Les corneilles du septième ciel (31)

Chapitre 31

Bruno Body et le suspect avaient fait leurs études secondaires ensemble au Lycée Saint Louis, à deux pas du Cyrano qu’ils fréquentèrent assidument dès qu’ils purent remplacer le chocolat chaud de leur goûter par des demis de Leffe. Leurs familles catholiques pratiquantes les avaient inscrits aux scouts de France ce qui leur permit pendant les grandes vacances de visiter notre beau pays à moindres frais. Tous les week-ends de l’année, ils partaient avec leur groupe dormir tantôt dans la forêt de Fontainebleau, tantôt sur les voies ferrées désaffectées de la banlieue nord.

Astreints comme tous leurs camarades au rituel de la totémisation*, ils choisirent le leur avec l’aide de leurs parents bienveillants. Pour Bruno, ce fut l’âne, à cause de Bob, suivi d’ébouriffé, un totem qui ne reflétait pas du tout son quotient intellectuel au-dessus de la moyenne puisqu’il intégra à l’âge de 17 ans une très célèbre Ecole d’Ingénieurs. Bruno jouit d’ailleurs d’une réputation internationale méritée auprès des économistes scientifiques du monde entier pour sa découverte de la fameuse équation dite de Body qui révolutionna au début des années soixante les péages de toute la France et bientôt de toute l’Europe :

X Ponts + Y Chaussées = Z Autoroutes

* La totémisation est une tradition rituelle scoute consistant à attribuer un totem, c’est-à-dire un nom d’animal ou d’une plante reflétant le physique, le comportement ou le caractère, suivi d’un adjectif qualifiant la personnalité, appelé quali. Le nom et l’adjectif peuvent être suivis d’un lieu ou d’une circonstance et d’une année.

En réalité, son totem s’inspirait de sa chevelure fournie qui le faisait ressembler à un chanteur américain en vogue, Bob, dit l’âne. Son directeur de conscience lui joignit ébouriffé pour bien rappeler son origine capillaire et lever toute ambiguïté sur les capacités intellectuelles hors normes de son détenteur.

Ph. choisit le lama auquel sa maman associa de l’Aisne bien que cet animal n’y ait jamais mis les pieds.
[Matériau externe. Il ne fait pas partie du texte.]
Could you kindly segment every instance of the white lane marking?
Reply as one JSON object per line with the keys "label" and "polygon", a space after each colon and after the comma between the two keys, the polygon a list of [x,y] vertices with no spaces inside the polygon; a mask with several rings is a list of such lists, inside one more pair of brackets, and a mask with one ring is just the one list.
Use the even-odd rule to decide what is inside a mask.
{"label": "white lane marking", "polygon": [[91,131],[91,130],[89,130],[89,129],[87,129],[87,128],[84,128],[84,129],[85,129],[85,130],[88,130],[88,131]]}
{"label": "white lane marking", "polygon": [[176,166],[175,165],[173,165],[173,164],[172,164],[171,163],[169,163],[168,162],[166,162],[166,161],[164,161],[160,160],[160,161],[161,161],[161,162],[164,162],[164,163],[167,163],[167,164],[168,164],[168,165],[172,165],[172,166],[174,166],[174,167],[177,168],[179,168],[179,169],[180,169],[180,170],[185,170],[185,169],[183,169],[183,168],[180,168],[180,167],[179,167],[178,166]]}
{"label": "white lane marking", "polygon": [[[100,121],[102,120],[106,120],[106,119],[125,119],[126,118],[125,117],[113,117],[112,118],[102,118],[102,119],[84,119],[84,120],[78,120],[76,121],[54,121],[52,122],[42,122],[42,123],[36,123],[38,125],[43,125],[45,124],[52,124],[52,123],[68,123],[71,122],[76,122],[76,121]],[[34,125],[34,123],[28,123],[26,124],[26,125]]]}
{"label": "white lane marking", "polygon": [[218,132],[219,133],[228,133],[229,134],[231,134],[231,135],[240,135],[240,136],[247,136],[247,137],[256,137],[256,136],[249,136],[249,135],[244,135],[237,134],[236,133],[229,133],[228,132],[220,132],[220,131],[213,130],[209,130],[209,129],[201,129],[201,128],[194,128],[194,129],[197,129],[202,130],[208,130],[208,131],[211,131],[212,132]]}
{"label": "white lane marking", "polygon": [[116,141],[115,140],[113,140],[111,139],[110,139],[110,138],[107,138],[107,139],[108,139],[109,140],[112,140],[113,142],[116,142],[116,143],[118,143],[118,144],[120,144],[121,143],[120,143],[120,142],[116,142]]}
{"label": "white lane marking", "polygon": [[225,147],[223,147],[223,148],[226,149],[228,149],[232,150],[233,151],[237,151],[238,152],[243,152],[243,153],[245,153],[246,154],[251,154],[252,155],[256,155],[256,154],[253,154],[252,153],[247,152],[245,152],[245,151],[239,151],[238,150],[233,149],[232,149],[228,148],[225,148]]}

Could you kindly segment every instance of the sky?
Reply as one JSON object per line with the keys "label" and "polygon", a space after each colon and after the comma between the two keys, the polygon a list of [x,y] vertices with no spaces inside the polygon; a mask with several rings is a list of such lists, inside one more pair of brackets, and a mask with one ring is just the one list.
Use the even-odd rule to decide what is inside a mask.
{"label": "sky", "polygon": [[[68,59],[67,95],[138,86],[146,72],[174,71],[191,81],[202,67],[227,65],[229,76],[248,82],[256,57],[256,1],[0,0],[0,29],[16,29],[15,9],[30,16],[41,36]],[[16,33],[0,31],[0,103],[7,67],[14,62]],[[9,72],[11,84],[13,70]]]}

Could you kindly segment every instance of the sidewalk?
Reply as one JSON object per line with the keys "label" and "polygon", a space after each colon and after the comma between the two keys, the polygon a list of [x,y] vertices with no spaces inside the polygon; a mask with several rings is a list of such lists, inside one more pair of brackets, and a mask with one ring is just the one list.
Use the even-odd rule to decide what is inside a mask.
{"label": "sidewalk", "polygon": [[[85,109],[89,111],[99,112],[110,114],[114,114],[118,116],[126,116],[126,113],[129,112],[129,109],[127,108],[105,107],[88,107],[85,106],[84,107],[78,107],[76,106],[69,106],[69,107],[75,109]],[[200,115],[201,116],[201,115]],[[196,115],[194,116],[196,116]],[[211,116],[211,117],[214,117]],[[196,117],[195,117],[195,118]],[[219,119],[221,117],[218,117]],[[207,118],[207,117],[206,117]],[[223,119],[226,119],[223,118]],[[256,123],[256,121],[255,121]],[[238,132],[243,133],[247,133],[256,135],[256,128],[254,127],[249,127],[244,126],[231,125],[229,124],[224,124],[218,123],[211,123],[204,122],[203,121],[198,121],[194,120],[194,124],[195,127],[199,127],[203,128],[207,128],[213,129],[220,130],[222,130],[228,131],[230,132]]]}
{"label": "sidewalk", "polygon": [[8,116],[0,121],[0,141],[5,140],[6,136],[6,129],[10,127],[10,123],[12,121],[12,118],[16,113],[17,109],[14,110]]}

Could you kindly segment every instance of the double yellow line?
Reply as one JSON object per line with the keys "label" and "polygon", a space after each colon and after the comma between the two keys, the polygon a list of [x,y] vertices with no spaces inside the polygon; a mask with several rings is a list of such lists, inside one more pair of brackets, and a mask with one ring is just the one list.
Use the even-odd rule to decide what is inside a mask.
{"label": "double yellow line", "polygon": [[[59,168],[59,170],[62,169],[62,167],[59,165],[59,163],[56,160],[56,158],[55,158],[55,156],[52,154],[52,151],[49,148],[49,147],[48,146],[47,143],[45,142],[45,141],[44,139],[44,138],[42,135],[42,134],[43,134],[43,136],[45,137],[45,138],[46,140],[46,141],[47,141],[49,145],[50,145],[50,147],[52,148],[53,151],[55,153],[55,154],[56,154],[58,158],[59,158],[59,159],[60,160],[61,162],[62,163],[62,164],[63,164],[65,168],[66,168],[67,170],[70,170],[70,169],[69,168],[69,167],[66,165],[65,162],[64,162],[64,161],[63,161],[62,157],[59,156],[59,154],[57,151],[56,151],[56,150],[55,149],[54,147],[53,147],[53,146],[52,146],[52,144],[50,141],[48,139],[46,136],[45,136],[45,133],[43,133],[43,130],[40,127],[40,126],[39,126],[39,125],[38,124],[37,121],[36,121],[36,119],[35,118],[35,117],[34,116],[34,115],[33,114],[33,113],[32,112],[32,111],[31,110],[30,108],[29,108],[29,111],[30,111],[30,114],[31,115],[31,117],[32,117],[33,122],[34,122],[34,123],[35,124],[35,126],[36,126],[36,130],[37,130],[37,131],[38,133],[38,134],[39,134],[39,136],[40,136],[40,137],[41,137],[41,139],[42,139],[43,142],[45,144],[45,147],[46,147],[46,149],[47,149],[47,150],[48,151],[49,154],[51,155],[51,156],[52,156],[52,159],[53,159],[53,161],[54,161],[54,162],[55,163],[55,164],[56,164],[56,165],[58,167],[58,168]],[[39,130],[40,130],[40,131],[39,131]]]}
Ce totem était une élégante référence à Marcel Proust et à leur résidence secondaire dans ce département chatoyant de l’est du Bassin Parisien. D’après le biographe de Ph., sa maman le destinait sans l’ombre d’un doute au monde merveilleux des plus grands écrivains français. Rappelons aussi le sobriquet qui le poursuivit jusqu’à ce que ses biceps devinssent assez volumineux pour lui permettre de casser la gueule à tous ceux qui osaient se moquer de lui. Ce calembour pourtant assez drôle le mortifiait tous les week-ends et tous les étés. Ses copains lui lançaient immanquablement à l’heure de l’apéritif : « Eh, lama de long, viens nous servir à boire ! ». Pourquoi long ? Parce qu’il était très grand pour son âge. Certains y voit l’origine de sa haine tenace des garçons de café (mais pas des serveuses, NDLR).
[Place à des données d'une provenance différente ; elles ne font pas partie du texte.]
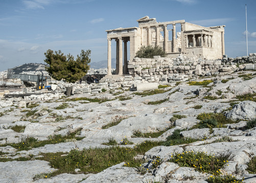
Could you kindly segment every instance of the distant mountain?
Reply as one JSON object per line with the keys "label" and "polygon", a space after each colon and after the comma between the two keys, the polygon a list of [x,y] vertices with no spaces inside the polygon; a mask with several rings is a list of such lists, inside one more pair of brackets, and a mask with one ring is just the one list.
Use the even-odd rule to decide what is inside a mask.
{"label": "distant mountain", "polygon": [[[99,69],[107,68],[107,60],[102,60],[97,62],[90,63],[89,64],[90,69]],[[115,69],[115,58],[112,58],[111,62],[112,68]]]}

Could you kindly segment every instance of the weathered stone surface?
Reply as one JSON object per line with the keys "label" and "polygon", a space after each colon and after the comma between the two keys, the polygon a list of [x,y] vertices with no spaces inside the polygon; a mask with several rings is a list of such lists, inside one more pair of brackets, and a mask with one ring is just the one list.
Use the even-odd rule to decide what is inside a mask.
{"label": "weathered stone surface", "polygon": [[0,178],[2,183],[32,182],[33,177],[36,174],[54,170],[49,162],[44,161],[0,162]]}
{"label": "weathered stone surface", "polygon": [[235,120],[253,119],[256,118],[256,102],[245,101],[236,104],[226,117]]}

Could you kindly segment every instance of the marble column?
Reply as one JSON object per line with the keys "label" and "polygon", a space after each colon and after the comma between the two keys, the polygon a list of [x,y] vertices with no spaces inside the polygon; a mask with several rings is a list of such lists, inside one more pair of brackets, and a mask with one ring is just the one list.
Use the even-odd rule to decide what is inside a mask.
{"label": "marble column", "polygon": [[203,37],[203,41],[204,42],[204,46],[205,47],[207,47],[207,36],[206,36],[206,35],[204,35],[204,36]]}
{"label": "marble column", "polygon": [[203,46],[203,34],[201,34],[201,37],[200,37],[200,38],[201,40],[200,45],[201,46]]}
{"label": "marble column", "polygon": [[107,75],[111,75],[111,39],[107,39]]}
{"label": "marble column", "polygon": [[151,44],[151,29],[150,26],[148,27],[148,45]]}
{"label": "marble column", "polygon": [[168,30],[167,30],[167,25],[164,25],[165,29],[164,29],[164,34],[165,34],[165,37],[164,38],[164,48],[165,51],[167,52],[168,51],[168,40],[169,40],[169,33]]}
{"label": "marble column", "polygon": [[172,52],[176,52],[176,24],[173,23],[172,25]]}
{"label": "marble column", "polygon": [[156,25],[155,27],[155,45],[159,46],[159,26]]}
{"label": "marble column", "polygon": [[124,74],[128,73],[127,41],[124,41]]}
{"label": "marble column", "polygon": [[119,71],[119,41],[118,39],[115,39],[117,49],[115,51],[115,74],[118,74]]}
{"label": "marble column", "polygon": [[195,35],[193,35],[193,47],[196,47],[196,38],[195,37]]}
{"label": "marble column", "polygon": [[225,43],[224,42],[224,32],[221,32],[221,43],[222,46],[222,55],[225,54]]}
{"label": "marble column", "polygon": [[122,41],[122,38],[118,38],[118,42],[119,43],[119,72],[118,74],[123,74],[123,42]]}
L’été, leurs familles les confiaient pendant un mois entier à leur compagnie de scouts. Ils découvrirent ainsi la forêt de la Palmyre non loin de Royan où pullulaient des centaines de ragondins sauvages. Ils apprirent les us et coutumes de ces animaux qu’ils savaient débusquer en pleine nuit à l’aide de bougies. Malgré l’interdiction de leurs moniteurs, ils descendaient souvent dans leurs terriers pour tuer à l’arme blanche ces inoffensives bestioles et les faire rôtir ensuite au barbecue. Autant dire que Ph. en connaissait un rayon sur leur mode de vie ce qui, pensa-t-il, l’aiderait à déjouer la sagacité des enquêteurs. Il n’avait pas imaginé que son fidèle compagnon lors de ses expéditions punitives au royaume des ragondins ferait partie des limiers lancés à ses trousses.

Et ce fut effectivement un jeu d’enfant pour Bruno Body de découvrir le poteau rose dans l’œil de son ex-voisin de classe.
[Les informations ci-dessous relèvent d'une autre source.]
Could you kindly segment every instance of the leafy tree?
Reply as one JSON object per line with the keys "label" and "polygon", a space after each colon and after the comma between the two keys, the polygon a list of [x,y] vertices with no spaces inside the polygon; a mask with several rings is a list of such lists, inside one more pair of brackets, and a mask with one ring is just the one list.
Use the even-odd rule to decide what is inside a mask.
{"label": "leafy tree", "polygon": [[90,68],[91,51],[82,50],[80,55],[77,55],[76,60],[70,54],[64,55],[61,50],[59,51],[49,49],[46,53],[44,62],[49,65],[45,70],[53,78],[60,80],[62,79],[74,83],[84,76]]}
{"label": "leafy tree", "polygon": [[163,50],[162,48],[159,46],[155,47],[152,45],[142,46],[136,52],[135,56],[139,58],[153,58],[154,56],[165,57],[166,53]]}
3 réflexions sur « Les corneilles du septième ciel (31) »

  1. Ce n’est pas la publicité qui est proscrite sur le Journal des Coutheillas, ce sont les annonceurs qui manquent.

  2. Bien que la publicité soit proscrite dans le JdC, vous avez tort de bouder ce trente et unième chapitre des Corneilles qui déborde de jeux de mots les plus drôles les uns que les autres.